By the 1990s computer-controlled ignition systems were becoming common and the need for more energetic spark generation with newer higher compression and forced-induced engines was becoming apparent. This was accomplished by moving ignition coils into assemblies that sat directly above the spark plug. Known as coil-on-plug ignition, the one coil per cylinder configuration coupled with the shorter direct path of current flow allows for extremely high voltages to be used, often well past 100,000 volts.
On modern fuel injected cars, higher compression ratios, as well as tighter control of combustion timing, is used to extract as much energy as possible, increasing power and efficiency. As an engine’s rotating speed increases, triggering an ignition event slightly before the point of maximum compression within a cylinder, or advancing timing is done to give the combustion process more time to occur.
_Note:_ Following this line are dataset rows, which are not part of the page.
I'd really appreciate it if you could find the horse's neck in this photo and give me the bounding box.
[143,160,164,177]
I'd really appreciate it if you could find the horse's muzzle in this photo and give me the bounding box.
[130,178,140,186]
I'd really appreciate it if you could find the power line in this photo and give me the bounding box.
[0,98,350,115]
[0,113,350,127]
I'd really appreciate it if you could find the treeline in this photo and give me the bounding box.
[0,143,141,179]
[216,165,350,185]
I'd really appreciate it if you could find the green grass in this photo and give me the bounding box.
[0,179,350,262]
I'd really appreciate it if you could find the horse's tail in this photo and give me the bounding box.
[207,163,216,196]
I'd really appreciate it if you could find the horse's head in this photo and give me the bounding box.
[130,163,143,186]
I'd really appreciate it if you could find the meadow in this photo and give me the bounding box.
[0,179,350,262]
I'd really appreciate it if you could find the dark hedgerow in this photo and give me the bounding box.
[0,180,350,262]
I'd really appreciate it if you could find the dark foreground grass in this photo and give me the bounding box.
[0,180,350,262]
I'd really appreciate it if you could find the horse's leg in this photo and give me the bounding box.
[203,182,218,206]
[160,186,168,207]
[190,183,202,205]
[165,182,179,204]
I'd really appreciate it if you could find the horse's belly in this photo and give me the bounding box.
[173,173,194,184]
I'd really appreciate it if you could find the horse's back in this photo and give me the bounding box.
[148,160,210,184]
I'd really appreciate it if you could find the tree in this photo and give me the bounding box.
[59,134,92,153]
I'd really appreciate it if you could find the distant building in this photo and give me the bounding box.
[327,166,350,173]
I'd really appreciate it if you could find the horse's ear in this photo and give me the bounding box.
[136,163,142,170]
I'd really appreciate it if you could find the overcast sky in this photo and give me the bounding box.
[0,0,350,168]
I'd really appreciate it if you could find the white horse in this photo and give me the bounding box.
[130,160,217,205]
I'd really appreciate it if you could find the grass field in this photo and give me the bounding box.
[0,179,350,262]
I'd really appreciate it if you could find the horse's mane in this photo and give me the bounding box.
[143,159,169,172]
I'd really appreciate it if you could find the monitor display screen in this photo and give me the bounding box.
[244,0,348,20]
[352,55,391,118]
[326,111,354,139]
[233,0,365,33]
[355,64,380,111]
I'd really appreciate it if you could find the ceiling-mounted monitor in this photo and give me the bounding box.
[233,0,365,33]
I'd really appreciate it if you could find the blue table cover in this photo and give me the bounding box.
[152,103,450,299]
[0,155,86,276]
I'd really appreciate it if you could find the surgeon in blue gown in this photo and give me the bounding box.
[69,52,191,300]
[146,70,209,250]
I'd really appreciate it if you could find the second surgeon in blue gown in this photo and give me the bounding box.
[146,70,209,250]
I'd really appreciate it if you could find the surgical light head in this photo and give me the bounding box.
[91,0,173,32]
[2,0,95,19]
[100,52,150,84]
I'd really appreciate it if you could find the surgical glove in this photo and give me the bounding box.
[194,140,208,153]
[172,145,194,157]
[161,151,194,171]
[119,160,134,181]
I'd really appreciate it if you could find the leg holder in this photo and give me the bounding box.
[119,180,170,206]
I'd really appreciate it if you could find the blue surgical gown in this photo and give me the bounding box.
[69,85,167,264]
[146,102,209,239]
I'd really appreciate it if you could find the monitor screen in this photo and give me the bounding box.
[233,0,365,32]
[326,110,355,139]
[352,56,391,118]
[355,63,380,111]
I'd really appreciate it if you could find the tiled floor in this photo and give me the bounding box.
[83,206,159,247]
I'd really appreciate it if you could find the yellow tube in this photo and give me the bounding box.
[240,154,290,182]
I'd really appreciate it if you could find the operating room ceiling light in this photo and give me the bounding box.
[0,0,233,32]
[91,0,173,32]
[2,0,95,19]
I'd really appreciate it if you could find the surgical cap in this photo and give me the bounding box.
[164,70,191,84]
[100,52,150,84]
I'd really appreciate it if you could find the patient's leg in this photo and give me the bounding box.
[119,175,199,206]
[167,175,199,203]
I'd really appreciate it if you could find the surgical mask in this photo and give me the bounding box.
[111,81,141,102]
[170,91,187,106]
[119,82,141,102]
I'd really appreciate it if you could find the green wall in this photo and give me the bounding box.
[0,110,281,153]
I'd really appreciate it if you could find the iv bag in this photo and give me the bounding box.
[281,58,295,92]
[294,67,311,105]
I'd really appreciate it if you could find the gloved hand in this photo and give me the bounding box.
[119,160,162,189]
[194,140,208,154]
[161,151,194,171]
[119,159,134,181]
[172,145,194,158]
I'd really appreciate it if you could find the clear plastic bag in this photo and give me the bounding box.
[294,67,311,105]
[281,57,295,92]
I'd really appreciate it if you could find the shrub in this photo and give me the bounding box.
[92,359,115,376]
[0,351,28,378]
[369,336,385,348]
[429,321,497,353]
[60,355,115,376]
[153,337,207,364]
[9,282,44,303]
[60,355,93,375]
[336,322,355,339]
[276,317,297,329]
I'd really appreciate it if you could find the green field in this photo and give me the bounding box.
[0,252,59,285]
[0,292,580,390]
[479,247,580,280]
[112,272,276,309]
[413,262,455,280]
Under certain conditions, uncontrolled combustion can be triggered as smalls pockets of air-fuel mixture explode outside the envelope of the normal spark triggered combustion front.
This is known as detonation and it can occur when the timing is advanced too aggressively or the air-fuel trim is mismatched for the conditions within the cylinder. Though this can be mitigated by using a higher octane fuel, which lowers gasoline’s volatility, the engine control unit is generally tasked with finding a balance point between preventing detonation and achieving ideal combustion timing.
Engine knock sensors were developed for this task and they functioned as highly tuned microphones, listening for the tones of sound produced on an engine block as it experiences detonation.
The ability to accurately manage detonation also kept combustion chamber designs relatively conservative. During the late 1990’s several manufacturers were researching better methods to detect detonation. The advent of ionic detonation detection used spark plugs to sense chamber ionization.